I have no objection to health officials telling people what’s best. I fervently object to their reluctance to tell people what’s second best – which corners to cut and which to try extra-hard not to cut when they can’t do it all. I used to think this purism – “the best is the enemy of the good” – was motivated by a fear of lawsuits. Now I think it runs deeper than that: Too many public health professionals seem more committed to making sure their advice is “right” than to making sure it’s actionable.

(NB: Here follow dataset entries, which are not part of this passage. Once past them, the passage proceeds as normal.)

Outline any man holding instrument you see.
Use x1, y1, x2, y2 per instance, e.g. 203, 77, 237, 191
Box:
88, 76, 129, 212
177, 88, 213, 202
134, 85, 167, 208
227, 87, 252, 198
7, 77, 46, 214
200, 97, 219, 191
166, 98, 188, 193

Perhaps the most vivid example of this aversion to workarounds is routine pediatric vaccinations. Large numbers of parents are nervous about the ever-increasing number of vaccines recommended for children. They’re willing to vaccinate their kids, but they worry about the possible health effects of too many vaccines, especially all at once. Yet the CDC provides only one recommended vaccination schedule: THE recommended vaccination schedule. It has nothing for a parent who seeks a prioritization of the recommended vaccines: “If I’m only willing to do half as many, which ones should I skip?” Because public health officials refuse to offer a pared-down vaccination schedule as a Plan B, parents worried about vaccination must resort to privately developed recommendations instead.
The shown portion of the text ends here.